Sonny Sandoval confesses a heart for people, especially young people. From rock stages, Sandoval and his rock band are bridging the gap between Jesus and people, a gap often unreached.
Sandoval has been on that mission as the lead singer of multi-platinum selling P.O.D. (Payable on Death) for two decades. For the last few years, he has been doing the same as a founding member of the Whosoevers, a non-traditional Christian organization trying to reach people who aren’t being reached for Christ.
“When we talk to young people, they just want honesty, man,” Sandoval said Friday on the P.O.D. bus before a show in Jackson. “There are a lot of things they can’t talk to their parents about or even their youth group leaders.”
The Whosoever movement – the name taken from John 3:16 – is about meeting people where they are, no matter their circumstances. The movement has distanced itself from organized religion and embraces a relationship with Jesus Christ.
P.O.D. doesn’t frequent Christian festivals, not because the band is opposed. Sandoval says God has called his band straight into the world, directly in front of people who aren’t going to Christian concerts or church, people with real issues that many times aren’t met by the church. The church is still vital for Christians, but Sandoval says he has been given a platform to speak to people who need to hear about Jesus and aren’t going to church to seek him.
Some people are drawn to church through hymns and Bible School. Some are drawn through tattoos and rock n’ roll.
“I’ve been a Christian a long time and God knows I’ve had my ups and my downs and my confusing points,” Sandoval said. “I never subscribe to the ‘institution’ of Christianity. But I want Jesus. And I think these kids do too. I think a lot of them don’t have a problem with God. They don’t have a problem with Jesus.

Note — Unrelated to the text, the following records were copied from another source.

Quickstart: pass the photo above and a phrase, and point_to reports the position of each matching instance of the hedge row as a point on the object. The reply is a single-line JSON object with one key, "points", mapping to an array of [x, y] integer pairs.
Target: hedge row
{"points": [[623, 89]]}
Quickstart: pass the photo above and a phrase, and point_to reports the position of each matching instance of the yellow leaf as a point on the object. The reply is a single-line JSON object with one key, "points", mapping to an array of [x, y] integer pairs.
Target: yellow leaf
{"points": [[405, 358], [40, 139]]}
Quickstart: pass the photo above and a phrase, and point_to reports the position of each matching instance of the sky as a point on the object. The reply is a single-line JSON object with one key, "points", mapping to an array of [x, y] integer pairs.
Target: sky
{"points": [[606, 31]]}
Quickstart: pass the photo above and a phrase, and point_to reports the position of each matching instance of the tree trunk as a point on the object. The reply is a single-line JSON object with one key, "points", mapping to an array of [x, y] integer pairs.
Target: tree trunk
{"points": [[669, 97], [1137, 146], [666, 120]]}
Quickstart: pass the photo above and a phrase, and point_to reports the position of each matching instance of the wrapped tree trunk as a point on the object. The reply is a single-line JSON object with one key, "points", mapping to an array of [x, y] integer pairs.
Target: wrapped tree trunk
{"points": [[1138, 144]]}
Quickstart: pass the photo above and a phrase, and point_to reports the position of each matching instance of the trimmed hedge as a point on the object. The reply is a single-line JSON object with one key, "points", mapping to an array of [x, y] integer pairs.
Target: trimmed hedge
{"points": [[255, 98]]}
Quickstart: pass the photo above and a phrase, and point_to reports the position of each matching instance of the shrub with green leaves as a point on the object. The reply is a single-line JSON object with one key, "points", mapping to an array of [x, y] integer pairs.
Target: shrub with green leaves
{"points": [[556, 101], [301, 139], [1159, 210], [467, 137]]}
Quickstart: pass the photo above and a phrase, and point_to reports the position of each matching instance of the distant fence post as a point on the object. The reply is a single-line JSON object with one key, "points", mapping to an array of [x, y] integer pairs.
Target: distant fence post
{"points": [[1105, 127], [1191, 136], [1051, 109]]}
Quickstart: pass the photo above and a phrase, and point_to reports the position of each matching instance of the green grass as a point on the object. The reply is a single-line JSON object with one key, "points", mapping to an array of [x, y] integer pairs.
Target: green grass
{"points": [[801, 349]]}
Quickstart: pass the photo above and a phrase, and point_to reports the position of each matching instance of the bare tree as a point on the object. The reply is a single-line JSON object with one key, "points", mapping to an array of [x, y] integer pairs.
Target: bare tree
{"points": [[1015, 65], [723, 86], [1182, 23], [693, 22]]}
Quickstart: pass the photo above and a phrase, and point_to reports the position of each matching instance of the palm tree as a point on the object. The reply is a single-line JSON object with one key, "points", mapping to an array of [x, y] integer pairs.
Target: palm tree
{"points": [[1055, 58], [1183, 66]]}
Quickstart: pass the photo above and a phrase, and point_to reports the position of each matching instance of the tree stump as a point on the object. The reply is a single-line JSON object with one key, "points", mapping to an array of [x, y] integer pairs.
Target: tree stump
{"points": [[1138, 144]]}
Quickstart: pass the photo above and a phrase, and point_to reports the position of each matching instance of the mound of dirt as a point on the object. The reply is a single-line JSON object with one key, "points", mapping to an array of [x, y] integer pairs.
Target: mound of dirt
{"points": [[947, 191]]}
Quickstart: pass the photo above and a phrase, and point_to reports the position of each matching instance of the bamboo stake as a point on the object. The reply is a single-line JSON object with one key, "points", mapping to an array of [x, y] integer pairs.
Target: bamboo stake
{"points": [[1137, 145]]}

“They have a problem with the churches that have let them down. They have a huge problem with people that have claimed Christianity all their lives and they haven’t seen it in their lives, and they’re over it.”
POD has sold more than 12 million records. Before the eighth and newest studio album, “Murdered Love,” was released in 2012, the band took some five years off, Sonny says a time to find out if God still wanted P.O.D. to be P.O.D.

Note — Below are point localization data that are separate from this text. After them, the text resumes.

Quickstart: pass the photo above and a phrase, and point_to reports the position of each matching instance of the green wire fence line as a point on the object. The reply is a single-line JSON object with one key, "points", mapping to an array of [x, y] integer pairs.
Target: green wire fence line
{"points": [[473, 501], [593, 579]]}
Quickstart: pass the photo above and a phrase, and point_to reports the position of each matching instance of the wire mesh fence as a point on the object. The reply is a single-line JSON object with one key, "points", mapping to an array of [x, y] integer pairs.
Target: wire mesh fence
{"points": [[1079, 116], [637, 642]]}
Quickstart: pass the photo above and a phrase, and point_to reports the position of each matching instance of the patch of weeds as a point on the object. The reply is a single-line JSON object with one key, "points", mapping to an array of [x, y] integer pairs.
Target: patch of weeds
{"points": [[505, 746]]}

The answer was yes and a new album has made the band as popular as ever. There’s no confusing the lyrics on edgy “Murdered Love,” and obvious play on Jesus’ death of the cross. The strongest lyrics come from “I Am,” an ode to everyday struggles.
“I am the murderer, the pervert, sick to the core. I am the unclean dope fiend, I am the whore,” the song says before asking, “Cause if You knew who I am, would You really want to die for me?”
P.O.D and the Whosoevers are seeking those seeking God, real people with real problems. Sandoval doesn’t find any issue too tough to talk about.
“I don’t want to offend Christians, I don’t, but at the same time I think sometimes when people are … uncomfortable, I think that’s a good thing,” Sandoval said. “I think that allows you to get out from where you’re at and really check it out and see what’s going on.”